Seriously, Beetle Bailey is really fucked up.

Post Content

Spider-Man, 9/7/06

When we last checked in with the web-slinger, he had just been knocked unconscious by a sinister butler. Since then, I have refrained from commenting on the various indignities this strip has visited upon its readership. When the murderous manservant drove out to a cliff where he had somehow prearranged a camera set-up to record his snuff film, I stayed silent. When Spider-Man spent an entire strip being held at gunpoint claiming in his thought balloons that he couldn’t move without endangering the suddenly not-evil Narna, then moved out of the way the very next day, I said not a word. When Narna tried to save our hero by flinging an enormous rock, only to hit him in the back of the head — despite the fact that, in the panel where she threw the rock, Spidey was facing towards her — I held my tongue.
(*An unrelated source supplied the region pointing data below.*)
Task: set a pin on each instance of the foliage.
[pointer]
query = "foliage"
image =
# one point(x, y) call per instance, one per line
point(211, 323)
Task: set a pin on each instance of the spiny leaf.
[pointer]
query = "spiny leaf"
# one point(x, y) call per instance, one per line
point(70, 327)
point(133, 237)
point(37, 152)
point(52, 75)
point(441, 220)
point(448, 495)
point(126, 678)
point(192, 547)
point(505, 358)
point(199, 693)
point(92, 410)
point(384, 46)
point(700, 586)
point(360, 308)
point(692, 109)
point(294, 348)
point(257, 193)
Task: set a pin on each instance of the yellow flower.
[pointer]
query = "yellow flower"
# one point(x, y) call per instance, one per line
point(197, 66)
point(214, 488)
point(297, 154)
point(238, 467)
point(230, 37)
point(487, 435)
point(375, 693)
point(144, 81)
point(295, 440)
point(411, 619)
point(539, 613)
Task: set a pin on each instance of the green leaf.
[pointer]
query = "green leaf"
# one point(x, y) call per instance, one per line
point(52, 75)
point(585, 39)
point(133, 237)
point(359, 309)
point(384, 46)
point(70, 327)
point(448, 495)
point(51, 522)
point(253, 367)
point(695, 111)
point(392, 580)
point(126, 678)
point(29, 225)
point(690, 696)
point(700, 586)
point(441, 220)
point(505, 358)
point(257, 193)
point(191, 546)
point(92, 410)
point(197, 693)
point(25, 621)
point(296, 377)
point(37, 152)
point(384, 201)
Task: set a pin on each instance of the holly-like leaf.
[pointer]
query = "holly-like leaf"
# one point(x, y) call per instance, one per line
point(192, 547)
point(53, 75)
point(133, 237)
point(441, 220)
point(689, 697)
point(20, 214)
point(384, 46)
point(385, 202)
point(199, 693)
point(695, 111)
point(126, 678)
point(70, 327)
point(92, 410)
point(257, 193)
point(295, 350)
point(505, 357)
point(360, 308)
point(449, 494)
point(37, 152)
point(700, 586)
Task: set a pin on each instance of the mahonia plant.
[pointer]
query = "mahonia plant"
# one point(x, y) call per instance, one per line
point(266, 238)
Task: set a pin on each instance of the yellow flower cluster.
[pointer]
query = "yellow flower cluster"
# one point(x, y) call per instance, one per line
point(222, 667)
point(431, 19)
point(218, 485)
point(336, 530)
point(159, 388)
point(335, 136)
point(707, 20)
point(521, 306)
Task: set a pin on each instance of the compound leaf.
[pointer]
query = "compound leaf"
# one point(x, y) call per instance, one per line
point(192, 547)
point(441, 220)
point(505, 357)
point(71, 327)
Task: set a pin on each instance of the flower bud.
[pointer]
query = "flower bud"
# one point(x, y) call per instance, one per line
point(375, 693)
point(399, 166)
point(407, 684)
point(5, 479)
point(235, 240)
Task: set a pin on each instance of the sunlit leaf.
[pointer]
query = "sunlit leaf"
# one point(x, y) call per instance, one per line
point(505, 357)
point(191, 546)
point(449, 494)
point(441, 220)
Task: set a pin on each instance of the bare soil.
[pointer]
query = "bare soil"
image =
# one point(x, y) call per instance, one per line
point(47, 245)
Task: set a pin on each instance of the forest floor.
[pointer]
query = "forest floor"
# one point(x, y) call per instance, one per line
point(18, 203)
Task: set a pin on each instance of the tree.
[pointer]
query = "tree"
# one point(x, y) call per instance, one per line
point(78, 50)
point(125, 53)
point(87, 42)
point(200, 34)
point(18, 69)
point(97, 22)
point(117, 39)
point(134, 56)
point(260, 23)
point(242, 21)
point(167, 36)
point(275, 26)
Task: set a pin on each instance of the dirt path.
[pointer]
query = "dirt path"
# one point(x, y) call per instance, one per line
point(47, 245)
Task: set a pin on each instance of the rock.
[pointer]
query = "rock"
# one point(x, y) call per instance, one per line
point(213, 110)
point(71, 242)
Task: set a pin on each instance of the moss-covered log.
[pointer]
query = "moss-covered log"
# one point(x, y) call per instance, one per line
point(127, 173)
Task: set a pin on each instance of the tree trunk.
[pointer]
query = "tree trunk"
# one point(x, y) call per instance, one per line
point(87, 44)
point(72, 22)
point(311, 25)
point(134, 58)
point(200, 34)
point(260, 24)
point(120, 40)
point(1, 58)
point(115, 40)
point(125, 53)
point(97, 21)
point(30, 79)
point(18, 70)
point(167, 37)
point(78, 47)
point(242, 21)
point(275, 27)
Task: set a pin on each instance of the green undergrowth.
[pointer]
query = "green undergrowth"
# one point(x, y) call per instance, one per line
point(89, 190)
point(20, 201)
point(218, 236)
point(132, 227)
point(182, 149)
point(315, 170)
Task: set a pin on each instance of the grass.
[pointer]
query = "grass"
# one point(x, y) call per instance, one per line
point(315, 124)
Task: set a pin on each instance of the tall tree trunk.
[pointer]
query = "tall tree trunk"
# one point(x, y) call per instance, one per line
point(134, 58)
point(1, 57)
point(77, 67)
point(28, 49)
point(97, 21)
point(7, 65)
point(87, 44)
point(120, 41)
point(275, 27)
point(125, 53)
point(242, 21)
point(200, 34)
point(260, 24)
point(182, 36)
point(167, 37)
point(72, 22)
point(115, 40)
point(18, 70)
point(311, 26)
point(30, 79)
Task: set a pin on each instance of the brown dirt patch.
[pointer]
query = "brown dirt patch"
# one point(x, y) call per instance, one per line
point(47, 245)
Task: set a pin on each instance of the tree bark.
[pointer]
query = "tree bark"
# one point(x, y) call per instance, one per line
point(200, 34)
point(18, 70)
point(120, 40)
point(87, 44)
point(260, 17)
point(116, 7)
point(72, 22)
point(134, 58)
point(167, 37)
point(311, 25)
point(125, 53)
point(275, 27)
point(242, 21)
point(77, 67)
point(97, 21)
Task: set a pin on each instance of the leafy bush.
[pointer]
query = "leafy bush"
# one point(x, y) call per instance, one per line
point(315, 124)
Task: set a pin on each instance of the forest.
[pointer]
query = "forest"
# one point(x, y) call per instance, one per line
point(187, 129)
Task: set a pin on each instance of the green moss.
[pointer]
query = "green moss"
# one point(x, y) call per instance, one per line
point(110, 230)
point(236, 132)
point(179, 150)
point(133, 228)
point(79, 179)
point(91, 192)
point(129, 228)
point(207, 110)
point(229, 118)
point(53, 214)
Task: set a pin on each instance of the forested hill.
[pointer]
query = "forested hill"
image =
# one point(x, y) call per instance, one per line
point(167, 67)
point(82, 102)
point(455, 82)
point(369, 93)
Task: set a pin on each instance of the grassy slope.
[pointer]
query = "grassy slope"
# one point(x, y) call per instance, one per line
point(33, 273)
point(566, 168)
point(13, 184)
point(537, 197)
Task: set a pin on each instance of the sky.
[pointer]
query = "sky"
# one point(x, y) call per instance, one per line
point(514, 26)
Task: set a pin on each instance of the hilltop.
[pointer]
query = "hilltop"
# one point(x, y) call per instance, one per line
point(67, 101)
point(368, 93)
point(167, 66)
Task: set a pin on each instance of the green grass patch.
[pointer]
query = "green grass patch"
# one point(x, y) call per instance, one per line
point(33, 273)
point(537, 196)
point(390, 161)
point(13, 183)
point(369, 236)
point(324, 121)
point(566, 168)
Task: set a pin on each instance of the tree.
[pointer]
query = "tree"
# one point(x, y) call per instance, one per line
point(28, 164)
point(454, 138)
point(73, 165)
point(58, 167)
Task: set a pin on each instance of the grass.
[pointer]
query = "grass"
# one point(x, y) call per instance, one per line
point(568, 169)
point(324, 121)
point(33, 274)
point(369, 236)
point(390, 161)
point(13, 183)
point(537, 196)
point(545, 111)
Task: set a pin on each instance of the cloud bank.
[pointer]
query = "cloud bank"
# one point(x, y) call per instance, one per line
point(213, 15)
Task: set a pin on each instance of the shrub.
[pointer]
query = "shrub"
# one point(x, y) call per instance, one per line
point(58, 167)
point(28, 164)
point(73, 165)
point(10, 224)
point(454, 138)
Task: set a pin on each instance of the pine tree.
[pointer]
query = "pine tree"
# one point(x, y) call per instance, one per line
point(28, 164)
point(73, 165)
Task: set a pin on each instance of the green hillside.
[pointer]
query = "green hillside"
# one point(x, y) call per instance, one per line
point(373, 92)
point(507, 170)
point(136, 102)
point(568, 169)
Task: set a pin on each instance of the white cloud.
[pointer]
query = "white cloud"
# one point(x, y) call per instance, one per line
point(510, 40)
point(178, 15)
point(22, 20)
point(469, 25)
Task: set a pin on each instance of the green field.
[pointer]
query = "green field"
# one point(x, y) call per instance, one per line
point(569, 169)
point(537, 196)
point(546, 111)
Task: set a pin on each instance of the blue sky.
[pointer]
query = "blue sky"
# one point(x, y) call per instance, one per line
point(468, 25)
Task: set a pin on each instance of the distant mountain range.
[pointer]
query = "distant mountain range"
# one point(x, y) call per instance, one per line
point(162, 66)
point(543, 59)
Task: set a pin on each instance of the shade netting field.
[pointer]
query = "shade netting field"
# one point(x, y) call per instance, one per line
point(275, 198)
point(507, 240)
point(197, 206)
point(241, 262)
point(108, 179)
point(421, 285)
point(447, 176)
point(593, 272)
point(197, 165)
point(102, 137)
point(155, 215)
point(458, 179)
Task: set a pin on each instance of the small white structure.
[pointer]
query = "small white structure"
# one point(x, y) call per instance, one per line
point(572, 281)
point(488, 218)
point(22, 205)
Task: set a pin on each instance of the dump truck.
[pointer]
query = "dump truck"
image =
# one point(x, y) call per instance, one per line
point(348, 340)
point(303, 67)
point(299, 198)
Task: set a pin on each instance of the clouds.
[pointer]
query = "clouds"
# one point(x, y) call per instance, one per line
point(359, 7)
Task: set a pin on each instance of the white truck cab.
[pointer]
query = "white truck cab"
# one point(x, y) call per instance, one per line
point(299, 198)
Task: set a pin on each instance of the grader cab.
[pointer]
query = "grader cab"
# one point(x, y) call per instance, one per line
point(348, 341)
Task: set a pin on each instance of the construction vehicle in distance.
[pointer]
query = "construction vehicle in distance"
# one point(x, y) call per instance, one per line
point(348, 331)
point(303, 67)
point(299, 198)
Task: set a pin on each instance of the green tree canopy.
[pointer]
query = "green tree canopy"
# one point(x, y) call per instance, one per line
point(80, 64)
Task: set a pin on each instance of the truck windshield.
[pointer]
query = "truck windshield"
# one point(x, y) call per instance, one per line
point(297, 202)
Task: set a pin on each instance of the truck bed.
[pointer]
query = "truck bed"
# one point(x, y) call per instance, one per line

But this — this — cannot stand. Here we have crimes not just against logic and good sense, but a violation of some of the core rules of this genre, in which we expect the villain to be defeated, in one sense or another, by the hero, and not to be rubbed out by his own incompetence as the hero lies groggy on the ground, felled by one of his allies. I’ll bet the writers think that this is ironic. It is not ironic. The introduction and then immediate solving of a problem in last year’s loathsome health insurance storyline was bad enough, but this is an abomination that cannot be so easily forgiven. I damn thee, Spider-Man! I damn thee to superhero hell in the name of the unwritten but well-understood contract between author and reader! Anathema, anathema!

Apartment 3-G, 9/7/06

Beer! Is there anything it can’t do? Beer looks like it’s about to get Tommie laid, which would make it the most powerful substance on earth.

Now, you and I both know that Tommie isn’t going to get laid, of course. No doubt right as Ted is about to make his drunken move, Lucy’s going to show up, begging for forgiveness, and either she’ll see the two of them together and further sitcom-style complications will ensue, or they’ll suddenly realize how foolish they’ve been and start macking right there in front of our poor forlorn redhead; or, even if Lucy stays in whatever adulterous love nest she’s been in for the past few months, Tommie will suddenly have an attack of righteousness and head on back to her cold, lonely bed in Apartment 3-G. So, no nookie for Tommie. But it won’t be beer’s fault.

Judge Parker, 9/7/06

Yeah, so I take back what I said before. I don’t think the glassy-eyed Abbey wants Raju to kiss her. I now think she’s just really, really high.

Pluggers, 9/7/06

So, you’re a Plugger if, uh, you’re forever haunted by the icy specter of death? Does Pluggers have any gears other than “smug” and “depressing?”